This packages helps distribute demand data from the São Paulo metro system inside R. Data is sourced from multiple operators and spans 2012-2025. While most of the data is already public, it’s scattered across multiple poorly structured CSV/PDF files.
Information on lines 1, 2, 3, 5, and 15 are sourced from the open data portal from METRÔ, while lines 4 and 5 (post-2018) are sourced from Dataverse (Insper).
All datasets are returned as tibble objects and are “lazy” datasets, meaning they are bundled with the package and don’t need to be downloaded. The data is also cleaned and standardized to make it easier to work with.
Line Coverage
The package currently covers all metro lines in São Paulo. In the future it may be expanded to include trains as well.

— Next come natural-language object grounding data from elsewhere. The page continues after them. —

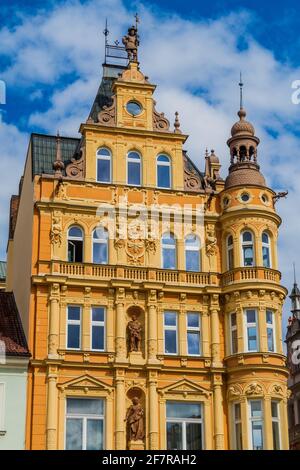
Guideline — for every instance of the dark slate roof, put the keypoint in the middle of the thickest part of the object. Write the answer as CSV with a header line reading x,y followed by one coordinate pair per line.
x,y
11,329
43,151
2,270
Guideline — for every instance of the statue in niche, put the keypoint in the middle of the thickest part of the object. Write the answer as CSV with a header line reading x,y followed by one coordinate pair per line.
x,y
135,420
135,334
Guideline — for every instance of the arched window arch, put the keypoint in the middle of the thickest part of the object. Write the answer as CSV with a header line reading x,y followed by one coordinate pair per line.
x,y
134,167
75,244
192,253
163,171
169,256
247,248
103,165
266,250
230,253
100,246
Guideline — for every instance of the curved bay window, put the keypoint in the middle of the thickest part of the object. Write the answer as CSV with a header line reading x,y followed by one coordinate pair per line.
x,y
163,172
100,246
192,253
266,252
230,255
134,169
247,249
104,165
75,245
169,251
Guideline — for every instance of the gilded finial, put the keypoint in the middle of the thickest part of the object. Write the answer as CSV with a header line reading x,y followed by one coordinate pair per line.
x,y
58,164
177,124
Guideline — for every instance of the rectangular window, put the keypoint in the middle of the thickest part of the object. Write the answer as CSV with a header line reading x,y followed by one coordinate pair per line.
x,y
184,426
193,334
251,330
2,406
233,334
170,332
237,421
270,330
73,327
98,328
256,425
275,425
85,424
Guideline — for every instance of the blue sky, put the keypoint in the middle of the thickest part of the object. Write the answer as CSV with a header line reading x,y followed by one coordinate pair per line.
x,y
50,59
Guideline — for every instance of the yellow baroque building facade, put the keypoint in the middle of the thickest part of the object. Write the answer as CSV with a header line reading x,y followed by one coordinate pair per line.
x,y
142,338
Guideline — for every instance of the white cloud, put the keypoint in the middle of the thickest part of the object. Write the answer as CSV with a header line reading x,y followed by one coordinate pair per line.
x,y
196,65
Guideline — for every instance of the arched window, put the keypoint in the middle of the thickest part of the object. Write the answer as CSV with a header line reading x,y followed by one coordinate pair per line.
x,y
192,253
247,249
134,169
266,250
75,245
100,246
230,255
163,171
103,165
168,251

| Line | Name | Operator | Period | Status |
|---|---|---|---|---|
| 1 | Azul (Blue) | METRÔ | 2017–2026 | Available |
| 2 | Verde (Green) | METRÔ | 2017–2026 | Available |
| 3 | Vermelha (Red) | METRÔ | 2017–2026 | Available |
| 4 | Amarela (Yellow) | ViaQuatro | 2012–2025 | Available |
| 5 | Lilás (Lilac) | ViaMobilidade | 2017–2025 | Available |
| 15 | Prata (Silver) | METRÔ | 2017–2026 | Available |
Installation
The package will be available on CRAN. Once released, install with:
install.packages("metrosp")To install the development version from GitHub, use:
# install.packages("remotes")
remotes::install_github("viniciusoike/metrosp")Datasets
The table below describes all datasets that are shipped with the package. The main datasets are: passengers_entrance, passengers_transported, station_averages, and station_daily. Other datasets are auxiliary tables aimed at facilitating analysis and visualization.

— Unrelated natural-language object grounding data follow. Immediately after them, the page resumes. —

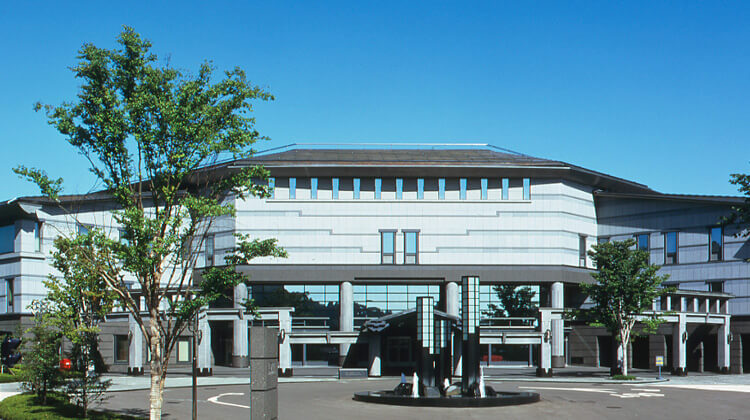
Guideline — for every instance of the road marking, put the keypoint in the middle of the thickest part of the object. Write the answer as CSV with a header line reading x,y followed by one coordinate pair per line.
x,y
603,391
215,399
731,388
610,392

| Dataset | Description | Frequency | Spatial |
|---|---|---|---|
passengers_entrance |
Average passenger entries by line | Monthly | No |
passengers_transported |
Average passengers transported by line | Monthly | No |
station_averages |
Average weekday passenger entries by station | Monthly | No |
station_daily |
Daily passenger entries by station | Daily | No |
metro_lines |
Metro line reference table (names, colors, operators) | — | No |
metro_colors |
Named vector of official metro line colors | — | No |
lines |
Metro and train line routes (current + planned) | — | Yes |
stations |
Metro and train station locations (current + planned) | — | Yes |
Data sources
- METRÔ: Companhia do Metropolitano de São Paulo (METRO).
- Lines 4/5 data: Insper Dataverse (ViaQuatro / ViaMobilidade).
- Spatial data: GeoSampa, Prefeitura de São Paulo.